Tanker Ordering Up by 17 Pct despite Anticipated Headwinds

Shipowners appear to be unfazed by the likelihood of low profits continuing into the next year, mainly driven by the continuing excess supply of tankers, as they have intensified their ordering in 2017.

Specifically, tanker newbuilding orders have increased year to date by 17 percent when compared to 2016, according to Intermodal’s Research Analyst George Panagopoulos.

The owners are likely to have been lured in by the attractive pricing of new tonnage offered by the yards, which are struggling to overcome the industry slump.

Sales and purchase activity of second-hand tonnage has also picked up somewhat when compared to last year’s figures, with 340 tanker transactions recorded against 333 reported in 2016, Intermodal’s data shows.

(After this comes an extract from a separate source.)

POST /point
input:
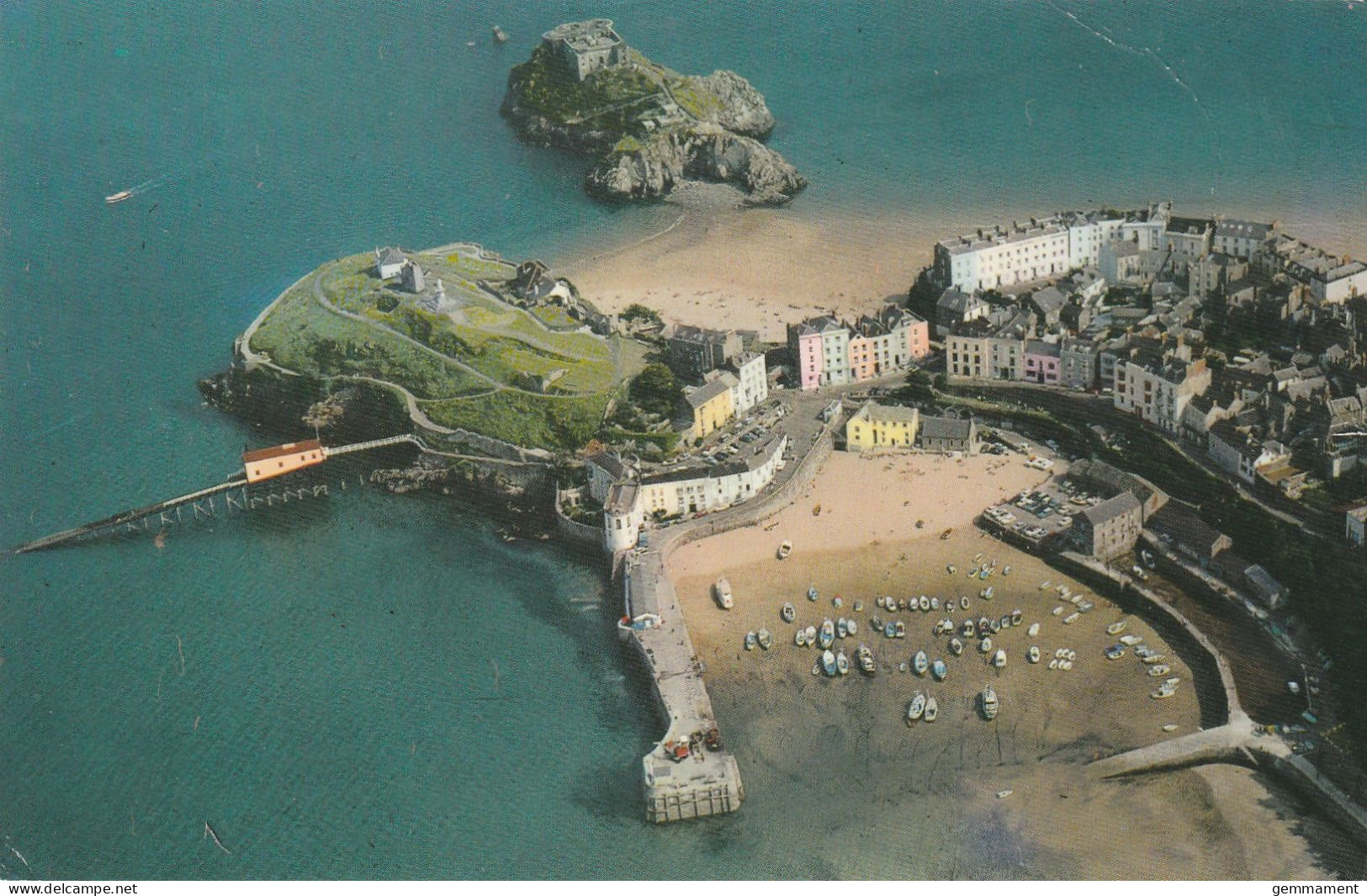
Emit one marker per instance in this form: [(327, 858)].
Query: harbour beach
[(1013, 793)]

The ongoing market challenges have seen prices of tanker assets go down considerably, especially when considering tankers older than ten years.

Going forward, scrapping of older tonnage to combat tonnage oversupply is further hampered as the fleet keeps on getting younger.

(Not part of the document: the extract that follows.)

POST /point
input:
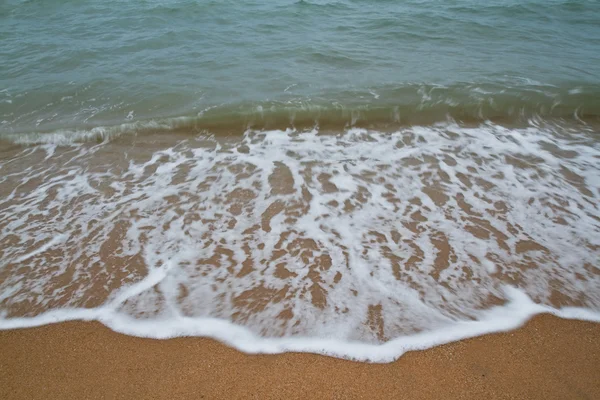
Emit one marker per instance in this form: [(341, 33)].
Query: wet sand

“Indeed, taking into account the scheduled deliveries next year and the fairly young average age of the tanker fleet that sets a rather low ceiling to the number of potential demo candidates, we wouldn’t be surprised to see way more attractive second-hand prices next year and a consequent spike in SnP interest/activity,”  Panagopoulos said.

The third quarter of 2017 saw tanker fleet utilization drop to levels last seen in 2013, according to Clarksons, which indicated that Q3 2017 will represent the bottom or near bottom of the current market cycle.

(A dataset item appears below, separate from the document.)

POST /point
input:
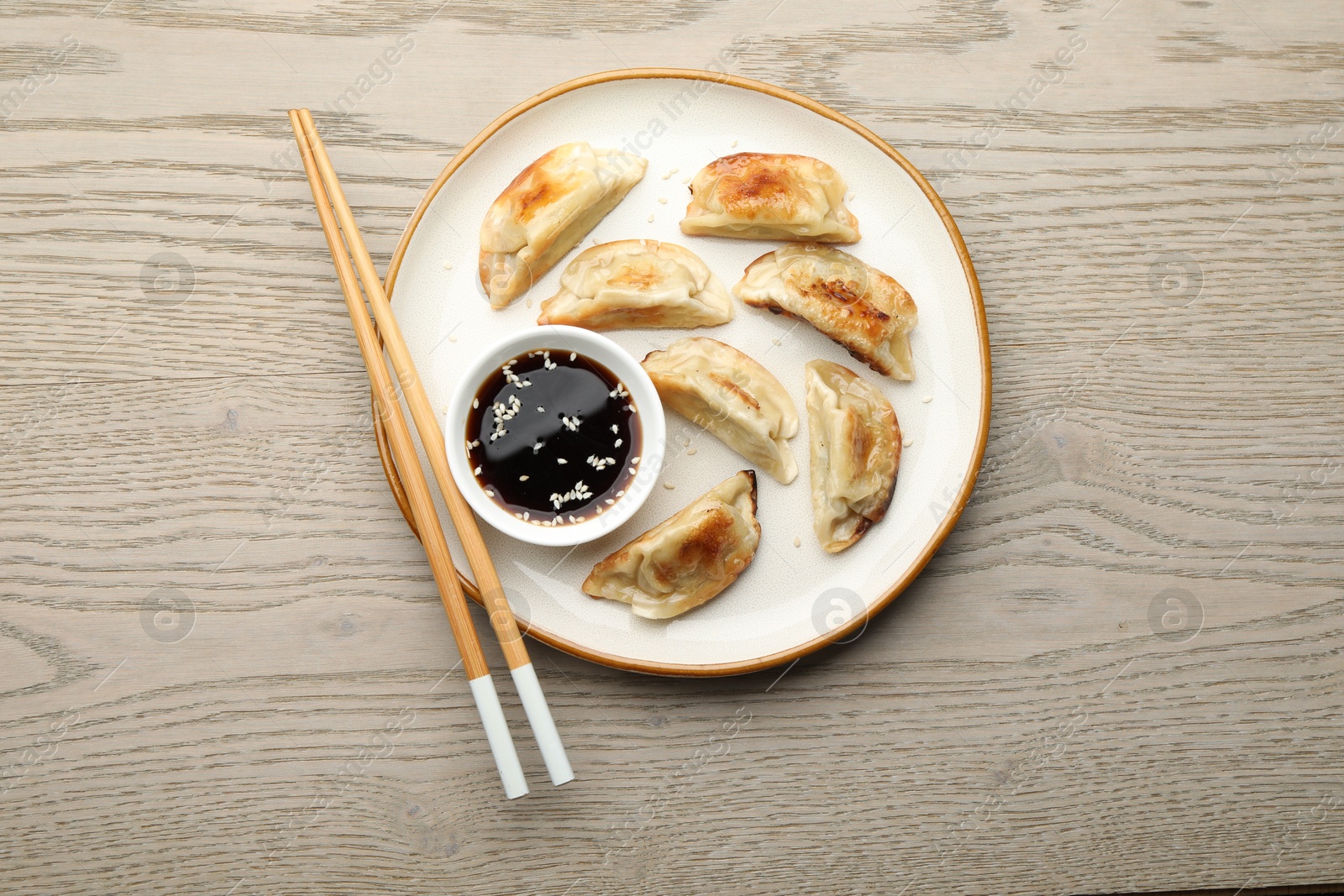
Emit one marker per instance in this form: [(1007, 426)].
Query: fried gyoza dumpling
[(757, 195), (855, 453), (689, 558), (638, 282), (853, 302), (548, 210), (732, 396)]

However, shipping consultancy Drewry paints a gloomy picture for 2018, forecasting that freight rates will further drop in 2018 amid an expected slowdown in China’s crude stocking activity.

Although tonnage supply growth in the crude tanker market is expected to come down to 3.2 percent in 2018 after surging by close to 6 percent each year in 2016 and 2017, this will not be enough to push tonnage utilisation rates higher as demand growth is expected to be sluggish, Drewry said in November.

Fitch Ratings agrees with the forecast, as the glut of new vessel deliveries and limited scrapping of older ships means the global tanker market will remain oversupplied in the near term, keeping freight rates low and shipping company credit metrics under pressure in 2018.

The rating agency expects capacity to have increased by 5-6 percent by the end-2017 from a year earlier.